Retirement Architects Weekly Market Review: December 19th, 2025
Weekly Market Report: December 19th, 2025
Equity markets took in a full calendar of economic reports to kick off Santa Claus rally season last week, struggling early but rallying toward the week’s end. Markets enjoyed a revival in AI momentum while non-U.S. developed and emerging markets dealt with a strengthening dollar to close the week down 1%. Bond yields and commodity markets both fell slightly on the week with oil prices closing down 1.4% to $56.66/barrel.
Financial Market Highlights
- U.S. equity markets remained buoyant entering Santa Claus rally season with positive AI sentiment combining with economic reports feeding into the Fed accommodation narrative.
- The S&P 500 stands a mere 1.24% below its record high but bond yields have been more stubborn than expected despite Fed rate cuts, falling inflation, and little financial stress.

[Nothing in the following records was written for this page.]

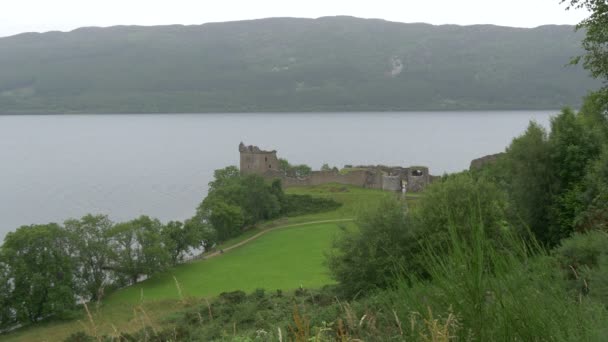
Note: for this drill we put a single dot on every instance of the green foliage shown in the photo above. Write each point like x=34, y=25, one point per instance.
x=480, y=292
x=90, y=249
x=388, y=242
x=296, y=205
x=595, y=43
x=138, y=248
x=179, y=238
x=584, y=262
x=460, y=200
x=42, y=271
x=226, y=219
x=370, y=257
x=327, y=64
x=529, y=179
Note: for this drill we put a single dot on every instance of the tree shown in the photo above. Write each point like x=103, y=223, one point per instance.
x=530, y=180
x=6, y=295
x=595, y=44
x=181, y=237
x=90, y=247
x=573, y=148
x=369, y=257
x=42, y=271
x=226, y=219
x=459, y=202
x=596, y=39
x=138, y=248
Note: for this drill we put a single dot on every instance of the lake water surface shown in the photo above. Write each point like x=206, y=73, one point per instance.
x=53, y=167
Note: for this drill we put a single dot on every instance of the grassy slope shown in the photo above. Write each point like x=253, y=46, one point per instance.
x=281, y=259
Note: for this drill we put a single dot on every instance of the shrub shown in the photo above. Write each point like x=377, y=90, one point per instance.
x=368, y=258
x=294, y=205
x=584, y=262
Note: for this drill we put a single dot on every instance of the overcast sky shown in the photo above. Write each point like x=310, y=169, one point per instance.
x=17, y=16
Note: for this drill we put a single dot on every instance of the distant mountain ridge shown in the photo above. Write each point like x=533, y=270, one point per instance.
x=290, y=64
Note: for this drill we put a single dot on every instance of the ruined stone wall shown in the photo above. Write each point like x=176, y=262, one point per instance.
x=390, y=178
x=480, y=162
x=256, y=161
x=360, y=178
x=391, y=183
x=417, y=178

A simple OLS model from Bianco Research suggests 10yr yields should be closer to 3.22%, not 4.15%.
Economic Highlights
- A busy economic calendar last week brought indications of cooling inflation, retail sales, and labor markets, offset by expansionary readings from PMI surveys.

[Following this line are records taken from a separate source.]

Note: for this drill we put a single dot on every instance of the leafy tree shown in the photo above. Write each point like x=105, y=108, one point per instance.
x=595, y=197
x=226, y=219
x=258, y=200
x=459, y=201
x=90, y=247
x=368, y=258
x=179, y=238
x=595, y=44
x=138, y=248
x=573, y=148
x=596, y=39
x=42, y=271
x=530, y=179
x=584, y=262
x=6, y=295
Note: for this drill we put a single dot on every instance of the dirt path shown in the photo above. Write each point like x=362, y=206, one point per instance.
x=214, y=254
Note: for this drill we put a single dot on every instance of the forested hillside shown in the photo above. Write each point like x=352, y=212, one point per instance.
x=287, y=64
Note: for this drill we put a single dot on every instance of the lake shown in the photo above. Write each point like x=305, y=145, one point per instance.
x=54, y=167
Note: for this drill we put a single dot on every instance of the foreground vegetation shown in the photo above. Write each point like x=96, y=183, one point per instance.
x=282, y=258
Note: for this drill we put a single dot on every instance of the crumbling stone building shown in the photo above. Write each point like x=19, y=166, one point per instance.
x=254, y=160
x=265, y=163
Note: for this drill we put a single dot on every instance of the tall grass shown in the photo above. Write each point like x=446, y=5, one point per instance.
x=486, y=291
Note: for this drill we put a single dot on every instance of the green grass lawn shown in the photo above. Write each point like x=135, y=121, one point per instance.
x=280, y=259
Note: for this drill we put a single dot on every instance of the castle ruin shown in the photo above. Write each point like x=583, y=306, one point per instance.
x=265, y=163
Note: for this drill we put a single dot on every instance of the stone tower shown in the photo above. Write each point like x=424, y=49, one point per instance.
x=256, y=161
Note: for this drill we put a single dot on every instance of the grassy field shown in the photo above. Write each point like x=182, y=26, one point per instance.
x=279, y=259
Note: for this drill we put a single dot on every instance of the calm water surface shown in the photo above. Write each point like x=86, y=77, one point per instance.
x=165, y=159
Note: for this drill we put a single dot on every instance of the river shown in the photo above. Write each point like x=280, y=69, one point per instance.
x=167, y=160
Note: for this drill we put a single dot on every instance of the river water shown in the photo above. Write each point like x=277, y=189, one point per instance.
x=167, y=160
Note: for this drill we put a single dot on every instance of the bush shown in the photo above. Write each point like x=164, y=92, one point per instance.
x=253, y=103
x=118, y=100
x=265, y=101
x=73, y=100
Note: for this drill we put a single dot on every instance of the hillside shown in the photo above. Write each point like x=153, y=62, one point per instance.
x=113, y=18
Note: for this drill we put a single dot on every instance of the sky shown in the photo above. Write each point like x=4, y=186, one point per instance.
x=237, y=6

Bullish Asset Allocation Narratives
- Strong consumption with ample room for the consumer to re-lever and market related wealth effects.
- Growth conducive policies including an incrementally less restrictive Fed, OBBB fiscal stimulus, and business friendly deregulation.
- Robust U.S. corporate earnings growth, profit margins, and forward guidance.
- An AI boom including substantial capex and longer-term productivity gains/earnings potential.
Bearish Asset Allocation Narratives
- Risks to consumption due to lower/middle class price fatigue (cumulative inflation), higher interest rates (sluggish housing market), and slowing labor markets.
- Reliance on AI stock momentum, questionable circular AI transactions, unknown AI monetization potential, and a transition to debt financed capital spending and asset intensive business models.
- Tariff and immigration policies introducing longer-term structural headwinds on aggregate demand, trade, and hiring alongside shorter-term goods inflation and sectoral level labor inflation.
- Fed policy mistake of being too restrictive (or accommodative) given labor and inflation dynamics.
- Fading U.S. fiscal thrust beyond Q3’26 with constraints on continuing elevated deficit spending.